Food. If you are reading this now, chances are you already can your own food and possibly dry some too. If you do, then you are off to a great start. If you don’t, you should look at learning. Some people don’t take advantage of what comes from the ground and end up spending $3-$5 per can of jelly/jam or even more on the fruits and veggies that we can grow ourselves. I am very proud of my community because they have a community garden for those that live in condos or apartments and cannot have one of their own. You can make canning parties with a group of friends and split or trade what you have to expand your supplies or just make it a family event that you do. If you really don’t want to get into “that stuff”, then you can always buy the pre-packaged food storage at your local emergency supply store or some big chain retailers. Most brands will either offer single meals to purchase or some for free to try before you buy. I highly recommend this if you are a picky eater or have dietary restraints. Finicky eating may go out the window when you are starving, but again it is personal preference. Regardless the route you go, always be sure to keep track of expiration dates, use what is close to expiring, and replace it.
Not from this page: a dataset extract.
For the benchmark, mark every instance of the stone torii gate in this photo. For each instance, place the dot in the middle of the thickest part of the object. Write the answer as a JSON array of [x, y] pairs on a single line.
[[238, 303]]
Bug Out Bag. In emergency situations, you can’t always stay where you are. If say an earthquake or hurricane comes and you need to bug out, you still want to be prepared for the worst case scenario of being stranded. That is where B.O.B. comes in. B.O.B. is not a person. B.O.B. stands for Bug Out Bag. There are other names like Go-bag, GOOD (Get Out Of Dodge) bag, and PERK (Personal Emergency Relocation Kit), but I like B.O.B. Your B.O.B. can consist of anything that you think you might need to keep you alive on the go for a certain amount of time. My B.O.B. should be able to keep me and my family alive for four days, which by the way is how much time it would take to walk to my bunker. There are tons of YouTube videos of young guys who pack it full of guns and ammo and say that they will survive anything with it. While a weapon can be useful in many situations, one gun with a box or two or even a machete should be sufficient. Don’t go packing a B.O.B. for you full of guns and ammo and make your poor wife and children carry the rest in separate bags. That’s going way too far. This is only supposed to keep you alive for a short amount of time until you get to a shelter, bunker, or safe zone. There are a lot of considerations when choosing a bag for your B.O.B. I chose a bag that is water proof, can be comfortable on long hikes through the mountains, can be worn while riding a bike, is extremely durable, and can hold everything that I need. It varies on the person/family. Some need more for medicine or special food needs while others pack them full of guns and ammo and hope for the best.

Multi-use Items. Believe it or not, right now in your house, you probably have a lot of the other items that could help you survive, if needed. I’m sure I don’t need to go into how useful duct tape can be. Just watch the Mythbusters Duct Tape Island Episode. Matches or Zippo lighter, floss, multi-tool, tampons, bleach, and much more can serve many purposes. So when it comes down to it, you have already started prepping, and you didn’t even realize it. Just do some more research on how to use basic household items to survive, and you will find that you have a lot of useful tools that you would have never thought of before that you could use in an emergency situation.

Go sit down with the family and talk with them. Use this time to learn about your family’s habits and needs. Make it something fun for everyone to do and participate in. Have some random pop quizzes on where items are in the house and how they can be used. Have your kids plant something in the garden, and teach them how to take care of it. They will enjoy taking care of it and watching it grow. If they are not into that, you can always do some emergency situation drills with them. Call them in the morning on a weekend and give them a scenario. They then have to go through the steps, and at the end you can talk about what they could improve on and go out for breakfast. Make it a positive experience so they remember it. They may need to use those skills one day.

So as you can see, there are many different areas that you can start in. All you have to do is pick one and dive in. Once you are in, you will be hooked and the rest will just come.